A proposito della missione del cardinale Zuppi ha confermato quello che tutti sappiamo: che certo non pretendeva di organizzare una conferenza di pace e che è stato già un risultato l’aver ottenuto il ritorno dei minori ucraini portati in Russia.
A questo punto il Santo Padre si è mostrato interessato della proposta di cui avevo accennato in un articolo precedente su queste pagine, cioè di promuovere insieme alla Chiesa ortodossa e ad altre organizzazioni laiche un corpo di volontari della pace che alla conclusione del conflitto si occupino del delicatissimo compito di pacificazione, e che non può essere affidato ad una pur necessaria forza militare di interposizione. Soprattutto in certe zone dell’Ucraina di fatto convivono gruppi familiari filo-russi e filo-ucraini e di fronte all’inevitabile problema della ricostruzione rischiano di alimentare nuove insanabili contese.

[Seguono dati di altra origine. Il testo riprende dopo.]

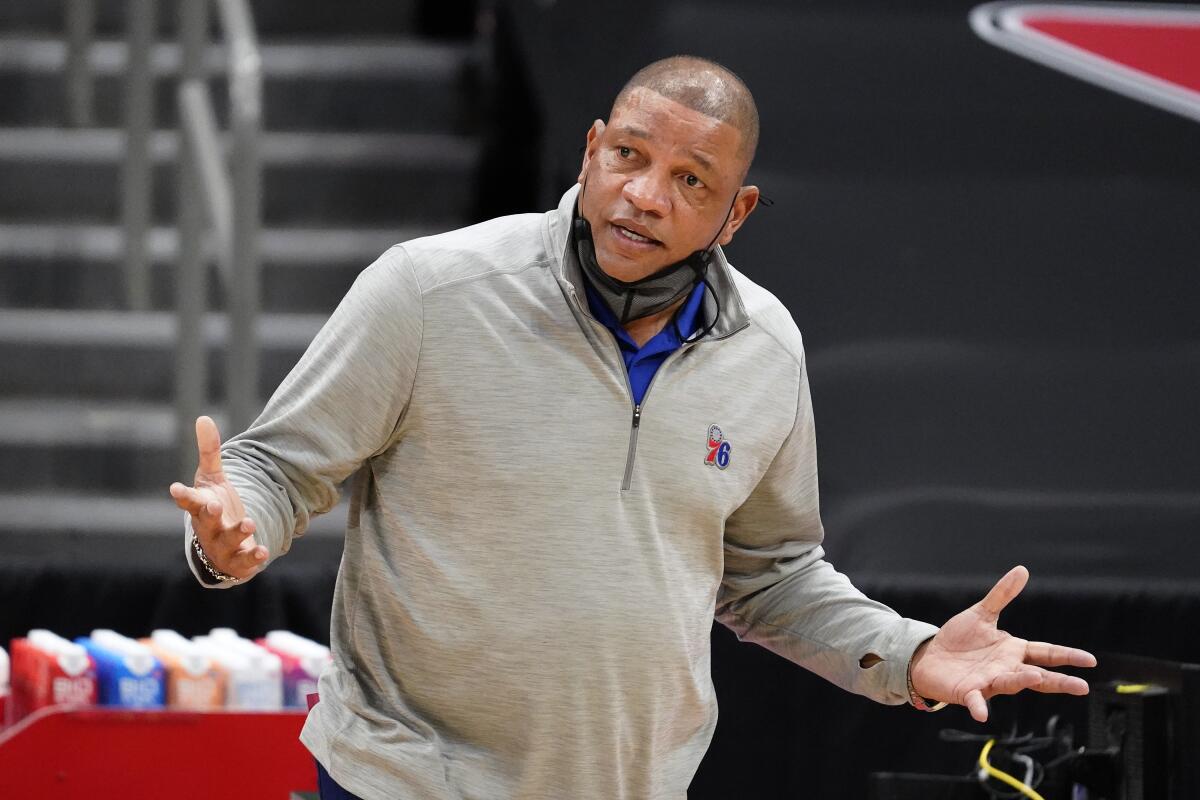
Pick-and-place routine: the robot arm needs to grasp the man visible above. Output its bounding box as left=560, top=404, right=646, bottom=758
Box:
left=170, top=58, right=1094, bottom=800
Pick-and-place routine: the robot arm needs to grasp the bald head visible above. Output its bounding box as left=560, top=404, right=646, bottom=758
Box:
left=610, top=55, right=758, bottom=169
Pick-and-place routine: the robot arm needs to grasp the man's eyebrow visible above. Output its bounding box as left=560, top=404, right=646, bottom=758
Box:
left=688, top=150, right=713, bottom=172
left=617, top=124, right=714, bottom=172
left=617, top=125, right=650, bottom=139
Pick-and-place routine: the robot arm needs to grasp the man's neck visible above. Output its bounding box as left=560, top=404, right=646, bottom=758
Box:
left=624, top=295, right=690, bottom=348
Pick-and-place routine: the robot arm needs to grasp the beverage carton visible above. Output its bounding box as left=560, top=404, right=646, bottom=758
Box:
left=76, top=628, right=167, bottom=709
left=142, top=630, right=226, bottom=711
left=10, top=628, right=97, bottom=722
left=257, top=631, right=332, bottom=709
left=192, top=628, right=283, bottom=711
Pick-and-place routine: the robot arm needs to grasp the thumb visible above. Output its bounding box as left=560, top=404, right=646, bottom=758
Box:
left=196, top=416, right=221, bottom=475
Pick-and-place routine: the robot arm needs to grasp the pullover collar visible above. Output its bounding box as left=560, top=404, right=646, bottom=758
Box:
left=545, top=184, right=750, bottom=342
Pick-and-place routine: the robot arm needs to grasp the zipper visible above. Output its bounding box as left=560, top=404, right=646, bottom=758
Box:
left=561, top=284, right=720, bottom=492
left=620, top=402, right=643, bottom=492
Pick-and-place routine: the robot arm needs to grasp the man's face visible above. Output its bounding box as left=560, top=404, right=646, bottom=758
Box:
left=580, top=88, right=758, bottom=281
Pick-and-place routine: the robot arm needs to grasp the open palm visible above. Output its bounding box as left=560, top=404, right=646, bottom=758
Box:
left=911, top=566, right=1096, bottom=722
left=170, top=416, right=268, bottom=579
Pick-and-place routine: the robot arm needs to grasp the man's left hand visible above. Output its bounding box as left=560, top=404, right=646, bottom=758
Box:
left=911, top=566, right=1096, bottom=722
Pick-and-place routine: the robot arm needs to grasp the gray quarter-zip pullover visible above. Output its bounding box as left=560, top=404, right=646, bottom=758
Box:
left=184, top=188, right=936, bottom=800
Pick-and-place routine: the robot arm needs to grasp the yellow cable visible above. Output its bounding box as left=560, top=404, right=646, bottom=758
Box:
left=979, top=739, right=1045, bottom=800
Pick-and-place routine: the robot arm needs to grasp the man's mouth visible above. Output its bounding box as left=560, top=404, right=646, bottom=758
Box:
left=612, top=223, right=662, bottom=245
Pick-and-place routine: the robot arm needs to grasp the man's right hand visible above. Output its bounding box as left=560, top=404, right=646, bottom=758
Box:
left=170, top=416, right=268, bottom=579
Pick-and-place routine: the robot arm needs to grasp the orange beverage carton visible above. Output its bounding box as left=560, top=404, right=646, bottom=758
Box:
left=142, top=630, right=228, bottom=711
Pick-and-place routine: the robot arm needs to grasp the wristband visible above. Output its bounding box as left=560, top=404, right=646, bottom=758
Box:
left=192, top=533, right=238, bottom=585
left=905, top=661, right=948, bottom=714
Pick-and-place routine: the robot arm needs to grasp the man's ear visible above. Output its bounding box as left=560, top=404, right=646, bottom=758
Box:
left=716, top=186, right=758, bottom=247
left=575, top=120, right=604, bottom=184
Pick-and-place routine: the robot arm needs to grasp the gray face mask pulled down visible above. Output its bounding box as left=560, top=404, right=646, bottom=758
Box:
left=571, top=209, right=713, bottom=325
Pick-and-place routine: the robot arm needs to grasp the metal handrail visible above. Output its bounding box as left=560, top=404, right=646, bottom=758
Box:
left=66, top=0, right=263, bottom=476
left=175, top=0, right=263, bottom=476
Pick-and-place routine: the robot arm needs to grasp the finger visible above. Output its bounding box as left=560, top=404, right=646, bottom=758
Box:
left=196, top=416, right=221, bottom=475
left=988, top=667, right=1044, bottom=694
left=1025, top=642, right=1096, bottom=667
left=962, top=688, right=988, bottom=722
left=979, top=566, right=1030, bottom=616
left=1030, top=669, right=1090, bottom=697
left=224, top=540, right=266, bottom=579
left=170, top=482, right=211, bottom=516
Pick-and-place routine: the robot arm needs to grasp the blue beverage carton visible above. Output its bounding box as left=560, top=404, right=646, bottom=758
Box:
left=76, top=628, right=167, bottom=709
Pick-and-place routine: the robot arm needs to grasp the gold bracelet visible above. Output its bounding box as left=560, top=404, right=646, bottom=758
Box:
left=192, top=533, right=241, bottom=583
left=905, top=661, right=949, bottom=712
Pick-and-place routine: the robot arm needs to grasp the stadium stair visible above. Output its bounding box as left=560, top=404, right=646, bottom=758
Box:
left=0, top=0, right=487, bottom=564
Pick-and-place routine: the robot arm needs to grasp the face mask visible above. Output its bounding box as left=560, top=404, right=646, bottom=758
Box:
left=571, top=211, right=712, bottom=325
left=571, top=184, right=737, bottom=342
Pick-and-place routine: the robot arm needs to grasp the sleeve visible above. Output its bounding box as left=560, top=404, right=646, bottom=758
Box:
left=716, top=347, right=937, bottom=704
left=185, top=246, right=422, bottom=588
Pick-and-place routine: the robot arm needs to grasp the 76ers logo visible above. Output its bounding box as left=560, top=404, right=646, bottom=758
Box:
left=704, top=425, right=733, bottom=469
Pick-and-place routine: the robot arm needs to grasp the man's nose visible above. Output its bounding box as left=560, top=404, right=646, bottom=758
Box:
left=622, top=173, right=671, bottom=217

A questo proposito ho detto al Santo Padre che il card. Zuppi e i suoi amici della Comunità di Sant’Egidio, che hanno da tempo tanti rapporti anche con il mondo ex-sovietico, possono tranquillamente adoperarsi in questa operazione di pace. Da parte mia, nel mio piccolo, ho anche osservato che diversi dei miei studenti dell’ Accademia diplomatica di Astana, anche musulmani, sarebbero orgogliosi di partecipare a questa iniziativa di pace.
Per spiegare poi cos’è la Wagner ho anche scherzato con Papa Francesco osservando che anche a lui ne ha una a sua disposizione: la Guardia Svizzera. Per la verità la mia non era solo una battuta, perché la Wagner non è solo un gruppo di mercenari, ma una formazione che ha una base ideologica derivante sì dal nazionalismo russo, ma anche dal poco conosciuto da noi paganesimo slavo.
Mi sono permesso di raccomandare al Santo Padre una maggiore attenzione quando viene tradotto in russo, ricordando la clamorosa mistificazione su quanto detto da lui nell’incontro con Kirill a Cuba.
Infine non posso non ricordare il giudizio assai severo di Papa Francesco sull’Europa. Ha detto chiaramente che nella Comunità europea è in atto un tentativo di “dittatura democratica” che tende ad imporre a tutti i Paesi un linguaggio e dei comportamenti che non tengono conto delle differenze culturali e sociali delle diverse nazioni. Questo suscita, e non solo nella popolazione russa, il sospetto che qualcuno voglia imporre forme di pensiero e di gestione della società secondo criteri non rispettosi delle tradizioni dei popoli: la democrazia non è omologazione, ma valorizzazione delle differenze.
Naturalmente Papa Francesco ha detto molte altre cose.
Posso infine ricordare, con orgoglio, che uscendo dall’incontro il papa ha voluto ringraziarci dicendo “Grazie, esco da questo incontro edificato”.